The Common Core curriculum and high-stakes testing were the focus of a two-hour forum Wednesday held by the Oneonta Area for Public Education at Morris Hall at SUNY Oneonta.
More than 200 people attended the session held by the group, which is a coalition of parents, educators and community members dedicated to reclaiming public education in the area, according to a press release. The forum was a partnership with the Oneonta Teachers Association, United Teachers and United University Professions unions.
“We’re one of many grassroots groups that are trying to make a difference,” said one of the group’s founders, Worcester parent Danielle Boudet. The meeting came in response to problems the group's members are finding with the state’s implementation of the Common Core — a curriculum adopted by more than 40 states.
The group is also critical of Federal Race to the Top funding, which requires increased state teacher assessments (APPR) and data collection. Issue was also taken with so-called "modules" many schools are using to ensure that students are prepared for the Common Core standardized tests — used, in part, to measure student achievement and are part of the APPR.
“Testing is creating a one size fits all environment,” Boudet said. “Our teachers are doing a great job despite this.”
She urged parents to opt out of high-stakes testing, which includes the annual English and Math tests in grades 3-8.
“These tests are reducing kids to numbers and data points,” she said.
Hartwick professor Betsy Bloom traced the roots of the problem back to 1983 and the release of a report by the National Commission on Excellence in Education, under President Ronald Reagan, called “A Nation at Risk.” It blamed a faltering economy on public education, and called for changes.
That eventually led to the No Child Left Behind Act under President George Bush and Race to the Top under President Barack Obama, with their increasing reliance on high-stakes testing and increased opportunities for for-profit education corporations.
“It is a myth perpetuated by those who benefit from it,” she said. But instead of solving "a problem that never existed," teachers are forced to teach to the test because their careers depend on it, she said. The “education-industrial complex” it has created relies on the federal dollars the federal government provides, she said.
While those who would privatize and market education are powerful and strong, the turnout Wednesday indicates that changes can be made, she said.

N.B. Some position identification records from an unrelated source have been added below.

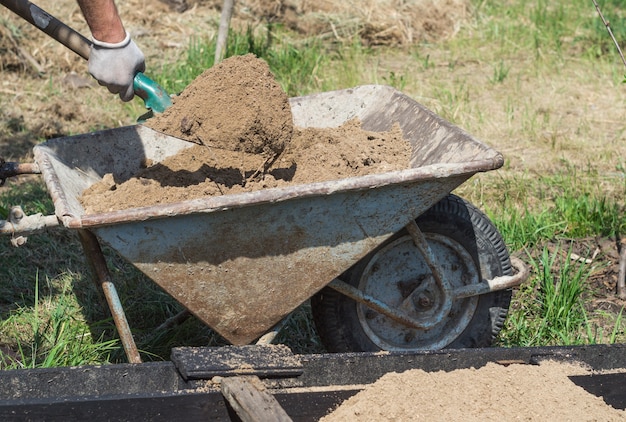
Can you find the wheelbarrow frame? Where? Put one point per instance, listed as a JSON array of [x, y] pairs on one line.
[[443, 157]]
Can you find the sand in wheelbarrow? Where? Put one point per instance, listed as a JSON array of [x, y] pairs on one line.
[[237, 105], [235, 162]]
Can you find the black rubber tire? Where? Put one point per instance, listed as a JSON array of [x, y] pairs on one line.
[[473, 322]]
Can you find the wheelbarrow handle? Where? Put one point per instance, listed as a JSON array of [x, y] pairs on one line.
[[154, 96]]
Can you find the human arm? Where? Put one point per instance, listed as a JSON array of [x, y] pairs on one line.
[[114, 59]]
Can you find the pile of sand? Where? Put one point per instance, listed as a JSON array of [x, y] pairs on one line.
[[241, 120], [494, 392], [236, 105]]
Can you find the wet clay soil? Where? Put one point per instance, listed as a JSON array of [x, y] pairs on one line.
[[244, 141]]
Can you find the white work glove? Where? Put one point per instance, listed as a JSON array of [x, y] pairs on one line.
[[115, 65]]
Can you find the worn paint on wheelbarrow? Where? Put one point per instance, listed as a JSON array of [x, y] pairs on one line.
[[242, 262]]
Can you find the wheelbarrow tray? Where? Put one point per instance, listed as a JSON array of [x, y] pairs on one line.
[[242, 262]]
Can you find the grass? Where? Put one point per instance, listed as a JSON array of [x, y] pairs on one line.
[[479, 80]]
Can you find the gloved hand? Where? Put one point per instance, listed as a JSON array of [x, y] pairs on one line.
[[115, 65]]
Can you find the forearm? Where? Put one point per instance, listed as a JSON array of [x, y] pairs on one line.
[[103, 20]]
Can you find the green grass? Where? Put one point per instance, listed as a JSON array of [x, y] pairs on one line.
[[53, 315], [549, 309]]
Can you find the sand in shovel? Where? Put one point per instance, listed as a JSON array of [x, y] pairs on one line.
[[236, 105]]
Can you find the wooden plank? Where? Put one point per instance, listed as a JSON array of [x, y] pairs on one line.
[[249, 398], [269, 360]]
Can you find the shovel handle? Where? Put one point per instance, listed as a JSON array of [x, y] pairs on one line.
[[154, 96], [50, 25]]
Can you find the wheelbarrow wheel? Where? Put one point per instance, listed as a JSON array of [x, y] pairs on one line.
[[469, 248]]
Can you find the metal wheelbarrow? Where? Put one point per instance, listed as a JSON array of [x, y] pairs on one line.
[[390, 261]]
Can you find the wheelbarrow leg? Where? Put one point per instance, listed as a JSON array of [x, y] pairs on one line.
[[96, 259]]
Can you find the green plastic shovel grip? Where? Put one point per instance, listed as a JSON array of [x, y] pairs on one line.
[[155, 97]]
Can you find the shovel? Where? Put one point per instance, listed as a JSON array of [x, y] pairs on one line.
[[153, 95]]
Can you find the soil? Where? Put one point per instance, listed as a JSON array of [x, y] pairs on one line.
[[312, 155], [236, 105], [491, 393]]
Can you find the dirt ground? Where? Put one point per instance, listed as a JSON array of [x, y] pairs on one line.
[[31, 63]]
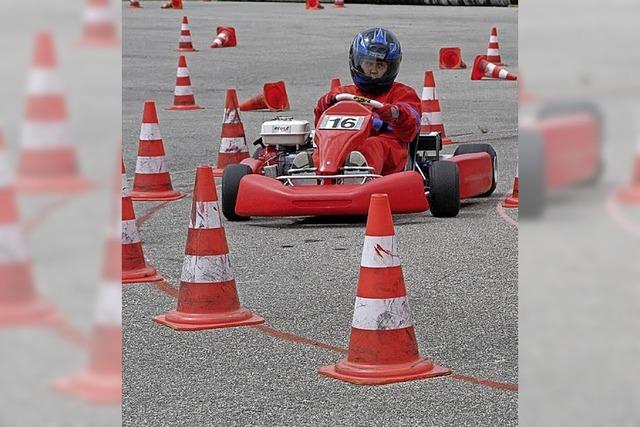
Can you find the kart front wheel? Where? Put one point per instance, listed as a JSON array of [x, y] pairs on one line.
[[230, 184], [444, 189]]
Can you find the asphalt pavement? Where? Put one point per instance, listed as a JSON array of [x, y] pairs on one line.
[[300, 274]]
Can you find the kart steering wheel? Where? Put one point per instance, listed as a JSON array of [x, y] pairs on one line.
[[360, 99]]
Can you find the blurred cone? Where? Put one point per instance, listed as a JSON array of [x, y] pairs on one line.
[[383, 347], [431, 120], [99, 25], [233, 144], [225, 37], [273, 97], [183, 98], [19, 302], [451, 58], [47, 159], [483, 68], [513, 200], [493, 48], [152, 181], [208, 297], [185, 44], [134, 267]]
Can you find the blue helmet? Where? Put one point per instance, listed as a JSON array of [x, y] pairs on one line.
[[379, 45]]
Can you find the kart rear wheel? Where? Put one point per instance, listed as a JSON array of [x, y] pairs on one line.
[[482, 148], [230, 184], [444, 190]]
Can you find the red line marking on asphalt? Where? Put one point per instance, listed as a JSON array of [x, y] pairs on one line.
[[503, 213]]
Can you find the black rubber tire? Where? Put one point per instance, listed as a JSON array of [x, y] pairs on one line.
[[482, 148], [230, 183], [444, 194]]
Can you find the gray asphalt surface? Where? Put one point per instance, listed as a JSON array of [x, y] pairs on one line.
[[301, 274]]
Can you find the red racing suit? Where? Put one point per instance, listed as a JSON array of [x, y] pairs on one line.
[[386, 149]]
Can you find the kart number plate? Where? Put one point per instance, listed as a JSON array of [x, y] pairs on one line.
[[342, 122]]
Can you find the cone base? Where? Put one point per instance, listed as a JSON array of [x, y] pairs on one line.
[[510, 202], [382, 374], [630, 195], [198, 322], [34, 313], [92, 387], [75, 184], [147, 274], [156, 196], [184, 107]]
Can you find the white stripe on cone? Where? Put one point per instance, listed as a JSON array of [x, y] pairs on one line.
[[183, 90], [377, 314], [380, 252], [152, 164], [109, 306], [12, 247], [43, 134], [206, 269], [149, 132], [433, 118], [130, 232], [233, 145], [428, 93], [206, 215], [44, 81]]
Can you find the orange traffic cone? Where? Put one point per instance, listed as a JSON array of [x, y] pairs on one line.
[[208, 297], [493, 48], [233, 144], [183, 98], [451, 58], [134, 267], [225, 37], [431, 115], [152, 181], [47, 159], [483, 68], [99, 25], [273, 97], [19, 302], [383, 347], [185, 44], [513, 200]]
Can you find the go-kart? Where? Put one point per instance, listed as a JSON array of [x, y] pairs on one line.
[[267, 184]]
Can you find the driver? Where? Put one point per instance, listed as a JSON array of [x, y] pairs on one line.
[[374, 60]]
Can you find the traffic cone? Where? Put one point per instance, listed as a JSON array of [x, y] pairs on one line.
[[208, 298], [19, 301], [47, 161], [152, 181], [451, 58], [483, 68], [134, 268], [185, 44], [383, 347], [225, 37], [431, 115], [273, 97], [513, 200], [313, 5], [183, 98], [493, 48], [99, 25], [233, 144]]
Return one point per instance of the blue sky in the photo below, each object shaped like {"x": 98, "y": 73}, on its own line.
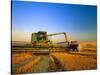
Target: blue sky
{"x": 79, "y": 21}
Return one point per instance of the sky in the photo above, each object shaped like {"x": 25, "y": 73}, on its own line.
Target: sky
{"x": 78, "y": 21}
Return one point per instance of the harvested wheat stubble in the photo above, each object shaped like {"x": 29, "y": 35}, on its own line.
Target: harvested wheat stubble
{"x": 27, "y": 67}
{"x": 17, "y": 58}
{"x": 76, "y": 62}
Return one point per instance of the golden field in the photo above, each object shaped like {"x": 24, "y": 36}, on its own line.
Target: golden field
{"x": 87, "y": 45}
{"x": 73, "y": 62}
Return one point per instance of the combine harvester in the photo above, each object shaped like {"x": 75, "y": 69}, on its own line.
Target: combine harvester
{"x": 40, "y": 43}
{"x": 41, "y": 40}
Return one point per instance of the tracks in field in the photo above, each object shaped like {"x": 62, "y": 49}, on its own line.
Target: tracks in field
{"x": 47, "y": 63}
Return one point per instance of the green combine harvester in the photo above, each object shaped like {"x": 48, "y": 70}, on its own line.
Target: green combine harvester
{"x": 40, "y": 39}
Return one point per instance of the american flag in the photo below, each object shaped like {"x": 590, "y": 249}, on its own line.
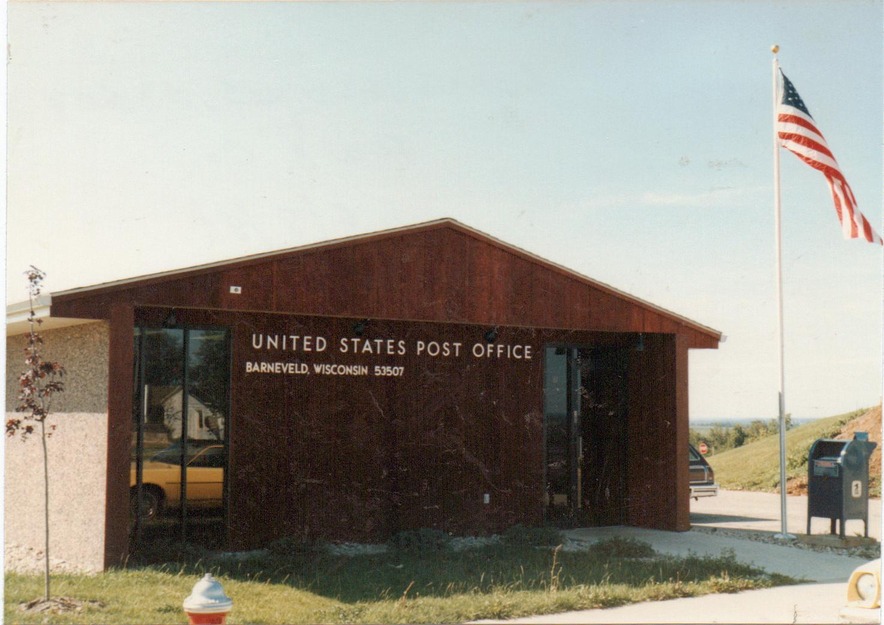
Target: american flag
{"x": 798, "y": 133}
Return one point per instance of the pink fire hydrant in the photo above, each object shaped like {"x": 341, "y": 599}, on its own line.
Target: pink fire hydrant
{"x": 207, "y": 603}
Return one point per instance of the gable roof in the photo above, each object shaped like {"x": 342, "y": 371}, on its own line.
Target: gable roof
{"x": 440, "y": 270}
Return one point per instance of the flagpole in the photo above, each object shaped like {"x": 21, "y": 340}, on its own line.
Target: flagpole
{"x": 784, "y": 534}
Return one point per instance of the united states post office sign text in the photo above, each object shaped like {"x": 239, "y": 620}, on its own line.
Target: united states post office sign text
{"x": 320, "y": 354}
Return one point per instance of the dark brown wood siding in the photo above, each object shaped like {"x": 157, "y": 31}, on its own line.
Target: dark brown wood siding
{"x": 360, "y": 457}
{"x": 443, "y": 274}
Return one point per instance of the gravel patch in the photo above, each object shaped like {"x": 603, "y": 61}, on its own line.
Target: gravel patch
{"x": 869, "y": 552}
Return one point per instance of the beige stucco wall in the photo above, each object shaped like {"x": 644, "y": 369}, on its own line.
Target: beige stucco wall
{"x": 77, "y": 480}
{"x": 82, "y": 350}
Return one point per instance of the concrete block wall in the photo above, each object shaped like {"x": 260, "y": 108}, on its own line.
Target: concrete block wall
{"x": 77, "y": 458}
{"x": 77, "y": 493}
{"x": 82, "y": 350}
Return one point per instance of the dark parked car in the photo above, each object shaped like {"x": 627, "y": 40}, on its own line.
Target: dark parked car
{"x": 702, "y": 476}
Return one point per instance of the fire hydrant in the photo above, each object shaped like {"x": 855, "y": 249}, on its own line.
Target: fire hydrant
{"x": 207, "y": 603}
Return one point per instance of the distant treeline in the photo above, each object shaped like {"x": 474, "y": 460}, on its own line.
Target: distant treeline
{"x": 720, "y": 438}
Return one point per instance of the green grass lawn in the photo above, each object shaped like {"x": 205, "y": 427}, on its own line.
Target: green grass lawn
{"x": 400, "y": 586}
{"x": 756, "y": 466}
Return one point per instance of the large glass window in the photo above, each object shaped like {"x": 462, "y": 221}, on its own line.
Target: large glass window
{"x": 179, "y": 442}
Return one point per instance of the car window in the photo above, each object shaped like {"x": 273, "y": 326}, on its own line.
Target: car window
{"x": 212, "y": 457}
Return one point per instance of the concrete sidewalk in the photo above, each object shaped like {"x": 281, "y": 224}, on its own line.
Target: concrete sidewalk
{"x": 808, "y": 603}
{"x": 820, "y": 600}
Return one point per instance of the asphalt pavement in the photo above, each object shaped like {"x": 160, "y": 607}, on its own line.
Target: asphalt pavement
{"x": 746, "y": 523}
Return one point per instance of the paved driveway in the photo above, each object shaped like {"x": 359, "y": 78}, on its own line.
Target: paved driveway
{"x": 821, "y": 600}
{"x": 761, "y": 512}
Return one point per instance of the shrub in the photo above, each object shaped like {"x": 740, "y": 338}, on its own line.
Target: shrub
{"x": 619, "y": 547}
{"x": 425, "y": 540}
{"x": 292, "y": 546}
{"x": 533, "y": 536}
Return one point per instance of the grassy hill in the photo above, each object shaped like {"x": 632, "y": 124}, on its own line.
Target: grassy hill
{"x": 756, "y": 466}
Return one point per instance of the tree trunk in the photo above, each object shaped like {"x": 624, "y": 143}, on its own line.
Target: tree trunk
{"x": 45, "y": 508}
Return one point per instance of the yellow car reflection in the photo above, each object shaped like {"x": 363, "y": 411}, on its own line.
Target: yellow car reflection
{"x": 161, "y": 480}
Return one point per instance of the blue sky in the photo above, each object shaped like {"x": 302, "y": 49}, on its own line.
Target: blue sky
{"x": 630, "y": 141}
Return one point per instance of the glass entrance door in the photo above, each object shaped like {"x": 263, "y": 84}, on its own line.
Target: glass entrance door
{"x": 179, "y": 443}
{"x": 585, "y": 410}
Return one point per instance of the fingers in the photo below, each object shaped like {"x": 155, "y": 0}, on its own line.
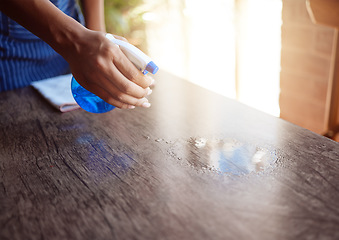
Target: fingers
{"x": 127, "y": 68}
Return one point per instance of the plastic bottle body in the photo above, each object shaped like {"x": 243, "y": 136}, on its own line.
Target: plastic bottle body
{"x": 87, "y": 100}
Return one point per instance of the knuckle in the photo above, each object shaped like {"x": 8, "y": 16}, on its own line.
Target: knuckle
{"x": 127, "y": 87}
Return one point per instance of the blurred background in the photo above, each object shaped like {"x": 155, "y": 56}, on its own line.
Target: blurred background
{"x": 267, "y": 54}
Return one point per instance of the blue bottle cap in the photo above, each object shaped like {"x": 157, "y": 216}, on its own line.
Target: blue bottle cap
{"x": 151, "y": 67}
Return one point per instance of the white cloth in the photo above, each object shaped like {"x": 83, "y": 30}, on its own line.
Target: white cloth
{"x": 57, "y": 91}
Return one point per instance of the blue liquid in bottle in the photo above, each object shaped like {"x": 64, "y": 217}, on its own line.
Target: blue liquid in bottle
{"x": 87, "y": 100}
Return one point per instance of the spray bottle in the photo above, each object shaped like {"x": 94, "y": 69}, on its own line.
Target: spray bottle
{"x": 92, "y": 103}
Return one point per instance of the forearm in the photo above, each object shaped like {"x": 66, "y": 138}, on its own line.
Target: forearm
{"x": 46, "y": 21}
{"x": 93, "y": 11}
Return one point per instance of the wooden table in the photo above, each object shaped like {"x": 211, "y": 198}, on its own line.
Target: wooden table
{"x": 195, "y": 165}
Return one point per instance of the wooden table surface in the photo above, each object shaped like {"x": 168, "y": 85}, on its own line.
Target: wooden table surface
{"x": 195, "y": 165}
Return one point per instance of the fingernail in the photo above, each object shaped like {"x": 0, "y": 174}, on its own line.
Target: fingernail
{"x": 146, "y": 104}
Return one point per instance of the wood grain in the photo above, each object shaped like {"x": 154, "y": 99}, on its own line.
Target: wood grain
{"x": 195, "y": 165}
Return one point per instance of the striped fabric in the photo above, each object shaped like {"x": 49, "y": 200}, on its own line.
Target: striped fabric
{"x": 24, "y": 57}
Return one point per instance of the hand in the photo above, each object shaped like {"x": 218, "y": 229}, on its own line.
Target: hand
{"x": 102, "y": 68}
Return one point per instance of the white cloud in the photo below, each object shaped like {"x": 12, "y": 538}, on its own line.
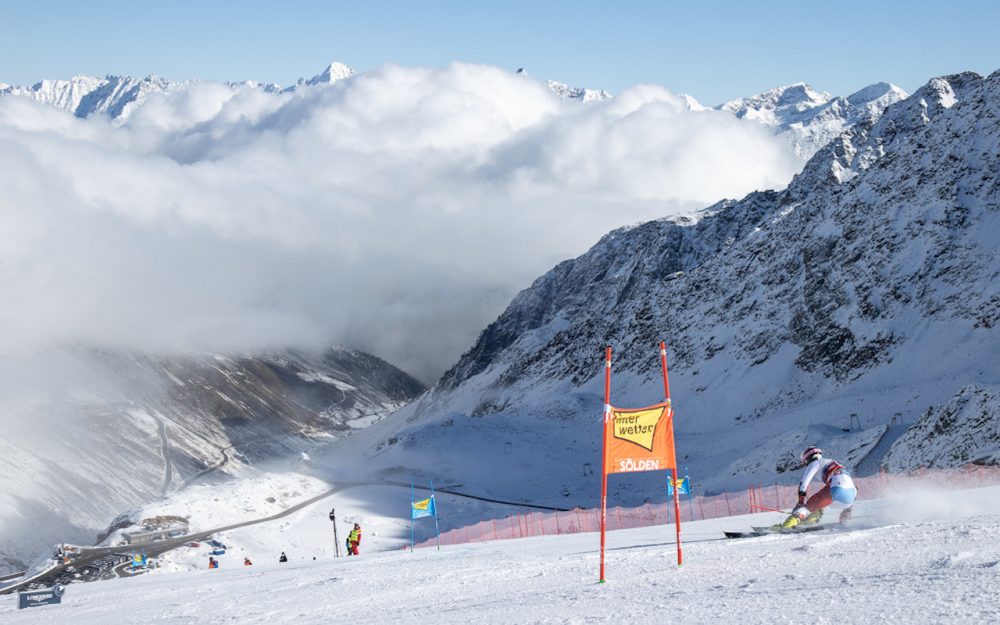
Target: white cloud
{"x": 397, "y": 211}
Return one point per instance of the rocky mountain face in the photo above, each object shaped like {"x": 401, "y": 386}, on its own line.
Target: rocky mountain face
{"x": 964, "y": 430}
{"x": 109, "y": 430}
{"x": 866, "y": 291}
{"x": 811, "y": 119}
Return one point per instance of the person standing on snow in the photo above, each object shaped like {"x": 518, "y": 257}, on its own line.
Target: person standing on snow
{"x": 838, "y": 487}
{"x": 353, "y": 540}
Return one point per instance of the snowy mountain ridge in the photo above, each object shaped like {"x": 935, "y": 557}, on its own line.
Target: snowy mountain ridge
{"x": 811, "y": 118}
{"x": 858, "y": 296}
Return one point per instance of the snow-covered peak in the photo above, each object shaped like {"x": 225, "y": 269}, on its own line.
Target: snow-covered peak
{"x": 333, "y": 72}
{"x": 774, "y": 106}
{"x": 581, "y": 94}
{"x": 824, "y": 313}
{"x": 875, "y": 92}
{"x": 810, "y": 118}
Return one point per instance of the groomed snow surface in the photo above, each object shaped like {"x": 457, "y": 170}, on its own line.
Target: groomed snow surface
{"x": 922, "y": 557}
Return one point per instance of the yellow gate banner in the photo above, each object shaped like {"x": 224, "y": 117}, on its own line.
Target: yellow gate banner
{"x": 640, "y": 439}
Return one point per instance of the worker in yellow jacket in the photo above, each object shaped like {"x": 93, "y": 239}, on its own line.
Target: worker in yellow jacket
{"x": 353, "y": 540}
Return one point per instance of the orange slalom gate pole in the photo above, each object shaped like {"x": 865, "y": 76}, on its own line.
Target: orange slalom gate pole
{"x": 677, "y": 501}
{"x": 604, "y": 452}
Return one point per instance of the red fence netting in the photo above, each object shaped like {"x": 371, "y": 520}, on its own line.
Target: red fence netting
{"x": 758, "y": 498}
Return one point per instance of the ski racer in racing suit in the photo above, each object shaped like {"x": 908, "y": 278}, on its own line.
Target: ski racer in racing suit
{"x": 838, "y": 487}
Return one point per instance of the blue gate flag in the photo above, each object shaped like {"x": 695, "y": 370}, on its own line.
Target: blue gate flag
{"x": 683, "y": 486}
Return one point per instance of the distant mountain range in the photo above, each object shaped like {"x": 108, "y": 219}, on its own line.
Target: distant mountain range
{"x": 808, "y": 118}
{"x": 858, "y": 309}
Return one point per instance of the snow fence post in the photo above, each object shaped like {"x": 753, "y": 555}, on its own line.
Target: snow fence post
{"x": 604, "y": 452}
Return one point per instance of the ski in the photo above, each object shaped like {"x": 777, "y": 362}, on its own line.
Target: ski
{"x": 771, "y": 529}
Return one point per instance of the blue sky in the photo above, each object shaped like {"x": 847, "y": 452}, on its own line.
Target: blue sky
{"x": 713, "y": 50}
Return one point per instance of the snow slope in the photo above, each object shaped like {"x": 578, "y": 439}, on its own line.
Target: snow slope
{"x": 906, "y": 563}
{"x": 91, "y": 433}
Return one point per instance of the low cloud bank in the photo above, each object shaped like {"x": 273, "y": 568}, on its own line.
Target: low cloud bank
{"x": 396, "y": 212}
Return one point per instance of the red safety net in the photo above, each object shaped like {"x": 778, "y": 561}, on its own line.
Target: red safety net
{"x": 759, "y": 498}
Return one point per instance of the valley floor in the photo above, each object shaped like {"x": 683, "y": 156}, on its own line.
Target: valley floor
{"x": 927, "y": 558}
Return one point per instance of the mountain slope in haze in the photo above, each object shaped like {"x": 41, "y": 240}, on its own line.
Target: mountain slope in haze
{"x": 866, "y": 291}
{"x": 89, "y": 433}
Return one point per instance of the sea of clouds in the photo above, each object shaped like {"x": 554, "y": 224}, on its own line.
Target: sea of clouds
{"x": 396, "y": 212}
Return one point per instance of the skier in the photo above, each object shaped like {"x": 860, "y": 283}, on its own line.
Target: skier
{"x": 839, "y": 487}
{"x": 353, "y": 540}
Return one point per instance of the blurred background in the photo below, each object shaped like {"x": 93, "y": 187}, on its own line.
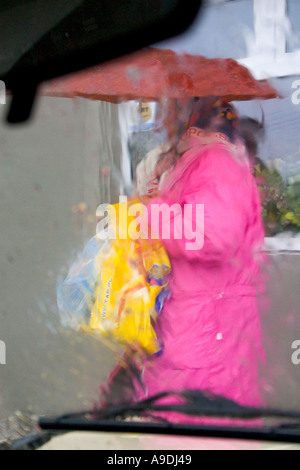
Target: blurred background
{"x": 75, "y": 154}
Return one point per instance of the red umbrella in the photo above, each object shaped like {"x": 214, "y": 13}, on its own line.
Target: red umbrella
{"x": 154, "y": 73}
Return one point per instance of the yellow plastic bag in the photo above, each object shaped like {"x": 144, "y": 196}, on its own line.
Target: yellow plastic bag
{"x": 132, "y": 286}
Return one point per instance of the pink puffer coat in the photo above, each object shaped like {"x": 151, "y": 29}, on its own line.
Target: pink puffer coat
{"x": 210, "y": 328}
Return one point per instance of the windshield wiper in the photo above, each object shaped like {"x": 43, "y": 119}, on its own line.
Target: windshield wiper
{"x": 135, "y": 418}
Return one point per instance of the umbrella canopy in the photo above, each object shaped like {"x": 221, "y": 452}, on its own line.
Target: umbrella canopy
{"x": 154, "y": 73}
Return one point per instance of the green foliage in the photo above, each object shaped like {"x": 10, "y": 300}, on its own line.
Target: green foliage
{"x": 280, "y": 202}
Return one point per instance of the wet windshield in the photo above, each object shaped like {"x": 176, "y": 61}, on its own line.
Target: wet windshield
{"x": 191, "y": 280}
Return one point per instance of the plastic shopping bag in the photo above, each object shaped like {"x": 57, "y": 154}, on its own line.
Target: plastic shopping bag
{"x": 133, "y": 284}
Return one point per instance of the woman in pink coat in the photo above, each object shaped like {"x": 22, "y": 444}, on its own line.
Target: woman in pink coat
{"x": 210, "y": 328}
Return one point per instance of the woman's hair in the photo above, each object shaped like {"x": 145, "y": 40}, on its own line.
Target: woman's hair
{"x": 251, "y": 131}
{"x": 216, "y": 114}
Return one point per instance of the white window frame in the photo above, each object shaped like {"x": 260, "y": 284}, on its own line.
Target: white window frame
{"x": 271, "y": 27}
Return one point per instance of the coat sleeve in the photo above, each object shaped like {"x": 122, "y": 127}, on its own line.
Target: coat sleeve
{"x": 211, "y": 217}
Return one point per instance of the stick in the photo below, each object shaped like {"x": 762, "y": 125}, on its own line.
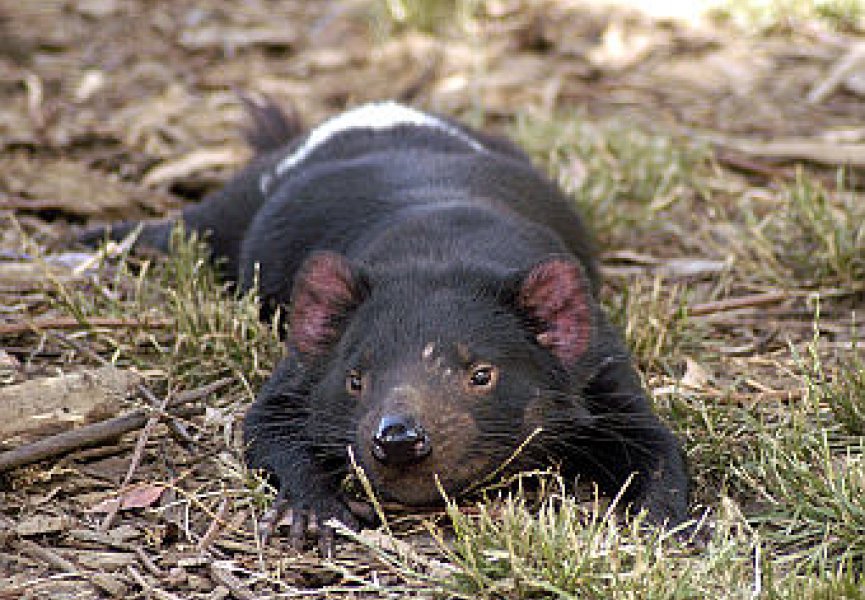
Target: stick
{"x": 107, "y": 584}
{"x": 735, "y": 303}
{"x": 72, "y": 323}
{"x": 176, "y": 427}
{"x": 96, "y": 433}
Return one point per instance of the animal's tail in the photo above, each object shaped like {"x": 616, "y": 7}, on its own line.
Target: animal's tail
{"x": 270, "y": 126}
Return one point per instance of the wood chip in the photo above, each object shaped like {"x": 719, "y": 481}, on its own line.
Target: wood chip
{"x": 52, "y": 404}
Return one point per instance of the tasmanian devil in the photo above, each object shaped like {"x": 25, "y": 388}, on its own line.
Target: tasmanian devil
{"x": 442, "y": 310}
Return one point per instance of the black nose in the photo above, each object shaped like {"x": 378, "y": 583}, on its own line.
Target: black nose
{"x": 400, "y": 440}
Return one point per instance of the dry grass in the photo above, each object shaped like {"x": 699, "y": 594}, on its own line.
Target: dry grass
{"x": 768, "y": 399}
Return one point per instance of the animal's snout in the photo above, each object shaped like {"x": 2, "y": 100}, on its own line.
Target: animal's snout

Several Oneonta City School District teachers shared their concerns with the issues. Greater Plains first-grade teacher Vicki Lyall said the math and English modules were hastily rolled out, with many becoming available shortly before school started — and some are still not ready.
The scripts they call for teachers to use could result in “the love of teaching being taken from them,” she said, adding: “The one-size-fits-all approach doesn’t meet the needs of all students.”
The material is of such poor quality that teachers have to review it before it's used, she said.
Ninth-grade English teacher Susan Murphy said the Common Core is the “head of the beast.” It's designed only to get students ready for a two-year college and create “a generation of worker bees,” she said. It has a built-in bias against the arts and anything that can’t be measured, she said.
Parents and teachers were among the speakers in the second half of the program who talked about the problems they were having with the current system. They included Worcester parent Jeff Lengel, who was hopeful the spirit expressed at the meeting would continue. Otherwise, based on the reactions of his children already school, he is afraid to send his daughter to school in the fall. She is naturally curious and “I don’t want that to change,” he said, because of the requirements all schools are facing.
The only person to take exception to some of the comments was Unadilla Valley Superintendent Robert Mackey, who said that while he isn't a believer standardized testing for grades 3-8 , the blame belongs on Gov. Andrew Cuomo, not state Education Commissioner John King, for forcing schools to adopt APPR.
But because of modules and reviews that make teachers focus on how to engage students, “I’ve seen struggling learners succeed,” Mackey said.
Sen. Jim Seward, R-Milford, told the audience he had come to listen to their concerns.
“These are challenging days in education,” he said. While the legislature does not set educational policy, some of the reactions members are seeing from the initiatives are causing them to get involved in some issues. The less-than-satisfactory rollout of the Common Core has convinced him that “we need to slow down” and give more control to parents and teachers and more flexibility to districts in implementing the rules, he said.
That's something King is hearing, and Seward said he will be advocating that position in upcoming sessions of the Education Committee, he said.